Video classification aims at understanding the visual and audio features to assign one or more relevant tags to the video. With the rapid increase in amount of video content, this task is crucial for applications such as smart content search, user profiling and alleviating missing metadata. Moving from image to video classification adds several challenges to the task. First, the temporal dimension increases the overall size of the input in turn increasing the model capacity required to make accurate predictions. Secondly, the number of possible tags increase due to variations in sequence. For e.g., a leaf falling from tree can be tagged as nature but the reverse could indicate science-fiction elements in the video.

Existing works on video classification using deep learning can be broadly divided into four categories: (i) convolutional neural networks (CNNs) [21, 12, 4, 20], (ii) recurrent neural networks (RNNs) [28, 27, 26], (iii) graph-based methods [13, 2], and (iv) attention-based models [17, 10, 7]. Convolutional approaches use 3-D CNN along with optical flow networks to jointly model spatial and temporal features. Recurrent models use variations of recurrent neural cell including gated recurrent unit (GRU) and long-short term memory (LSTM) to understand the video. Graph based approaches create a similarity graph of frames to cluster scenes together. Lastly, attention-based models use self-attention blocks at each layer to understand a frame’s role with respect to other frames in the video. In this paper, we focus on attention approaches as they have low computation cost compared to 3-D CNNs and outperform RNN based approaches on video classification task [17].

Current attention-based approaches suffer from two key issues which we aim to tackle in this paper. First, video representation and classification is highly dependent on the attention weights. This can lead to incomplete predictions if high attention is given to only a handful of relevant frames, and incorrect predictions if given to irrelevant frame(s). For e.g., in Figure 1 (left), for a news video on protests, we show attention weights and prediction of Transformer model trained on 4 million YouTube videos. We observe that high attention is given to the frames containing crowd and thus final prediction is given as sports (confusing it with sports crowd). Second issue which has recently been showed for videos [24] is that the models are prone to adversarial examples. In Figure 1 (right), we observe that a minor change in input modifies attention profiles obtained from a self-attention based architecture.

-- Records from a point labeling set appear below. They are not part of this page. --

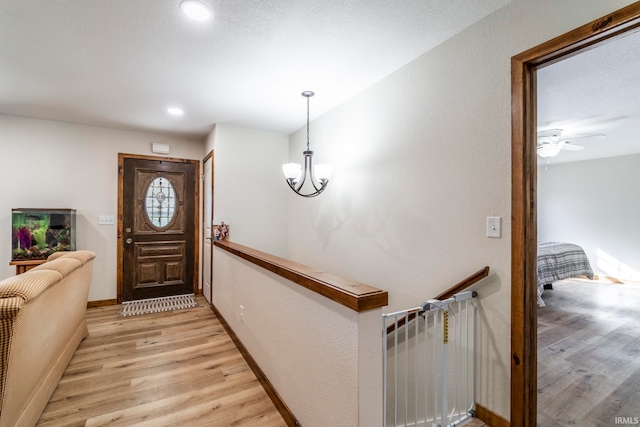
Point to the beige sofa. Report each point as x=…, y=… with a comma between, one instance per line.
x=42, y=322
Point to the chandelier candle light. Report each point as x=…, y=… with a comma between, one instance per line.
x=318, y=176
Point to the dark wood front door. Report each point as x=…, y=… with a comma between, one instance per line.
x=157, y=231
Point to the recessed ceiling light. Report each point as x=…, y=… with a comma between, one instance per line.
x=195, y=10
x=175, y=111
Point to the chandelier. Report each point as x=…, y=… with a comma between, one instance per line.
x=318, y=175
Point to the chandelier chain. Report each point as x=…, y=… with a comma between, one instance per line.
x=307, y=123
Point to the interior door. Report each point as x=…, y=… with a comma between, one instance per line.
x=207, y=223
x=158, y=228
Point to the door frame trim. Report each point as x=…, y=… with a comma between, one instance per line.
x=196, y=214
x=209, y=155
x=524, y=200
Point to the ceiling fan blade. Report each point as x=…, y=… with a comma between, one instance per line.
x=587, y=135
x=572, y=147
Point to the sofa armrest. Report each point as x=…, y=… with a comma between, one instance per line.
x=9, y=307
x=56, y=255
x=24, y=288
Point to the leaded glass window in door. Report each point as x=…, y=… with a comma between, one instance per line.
x=160, y=202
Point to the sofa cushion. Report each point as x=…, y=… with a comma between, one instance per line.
x=62, y=265
x=29, y=285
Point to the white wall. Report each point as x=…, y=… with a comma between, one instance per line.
x=594, y=204
x=250, y=189
x=52, y=164
x=320, y=356
x=420, y=160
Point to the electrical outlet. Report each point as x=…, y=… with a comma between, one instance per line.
x=494, y=226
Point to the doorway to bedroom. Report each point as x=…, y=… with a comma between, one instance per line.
x=583, y=384
x=588, y=262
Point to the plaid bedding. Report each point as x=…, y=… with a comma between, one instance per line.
x=557, y=261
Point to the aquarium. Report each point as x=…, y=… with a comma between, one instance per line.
x=37, y=233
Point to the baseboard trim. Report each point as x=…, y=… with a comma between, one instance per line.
x=282, y=407
x=101, y=303
x=490, y=418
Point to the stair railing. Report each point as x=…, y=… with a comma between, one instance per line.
x=429, y=360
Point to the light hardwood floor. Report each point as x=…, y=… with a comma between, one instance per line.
x=169, y=369
x=589, y=354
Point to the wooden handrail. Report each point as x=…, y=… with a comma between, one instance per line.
x=458, y=287
x=354, y=295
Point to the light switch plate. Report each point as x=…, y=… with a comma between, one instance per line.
x=106, y=220
x=494, y=226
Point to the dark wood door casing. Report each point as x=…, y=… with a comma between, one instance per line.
x=155, y=260
x=524, y=199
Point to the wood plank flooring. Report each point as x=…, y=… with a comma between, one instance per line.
x=589, y=354
x=168, y=369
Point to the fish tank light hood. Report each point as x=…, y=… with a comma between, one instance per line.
x=37, y=233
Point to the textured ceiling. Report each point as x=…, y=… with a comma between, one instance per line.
x=596, y=92
x=120, y=63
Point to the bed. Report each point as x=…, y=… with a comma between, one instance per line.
x=558, y=261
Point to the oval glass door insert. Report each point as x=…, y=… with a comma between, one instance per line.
x=160, y=202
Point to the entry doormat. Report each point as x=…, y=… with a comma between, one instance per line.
x=157, y=305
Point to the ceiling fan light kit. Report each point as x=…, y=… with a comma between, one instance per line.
x=549, y=144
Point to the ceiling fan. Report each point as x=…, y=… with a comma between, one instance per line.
x=550, y=144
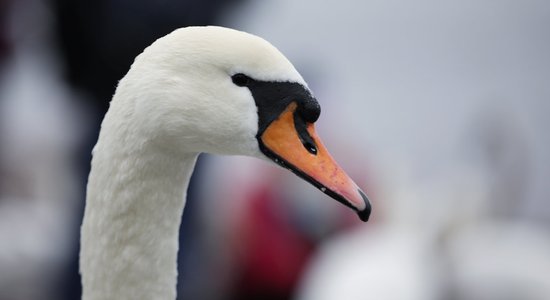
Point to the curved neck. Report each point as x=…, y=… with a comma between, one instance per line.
x=129, y=236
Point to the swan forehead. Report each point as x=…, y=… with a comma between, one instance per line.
x=232, y=51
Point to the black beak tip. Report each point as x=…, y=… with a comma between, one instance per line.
x=365, y=213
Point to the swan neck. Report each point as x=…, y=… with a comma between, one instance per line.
x=129, y=236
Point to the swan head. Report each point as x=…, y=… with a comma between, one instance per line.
x=219, y=90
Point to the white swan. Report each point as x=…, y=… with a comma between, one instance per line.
x=198, y=89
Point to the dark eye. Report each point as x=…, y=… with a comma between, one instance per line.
x=240, y=79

In this paper, to alleviate the above issues, we propose Gated Adversarial Transformer (GAT) which makes two technical contributions. (1) a multi-level gated attention: instead of using a single global profile we define a local and global attention profile and use a gated mixture of experts model to learn a weighted combination of the representations obtained from the two profiles. (2) temporal adversarial training: we compute the adversarial direction for each example and add an attention-regularization term to ensure robustness to adversarial example at two levels: attention level and output classification.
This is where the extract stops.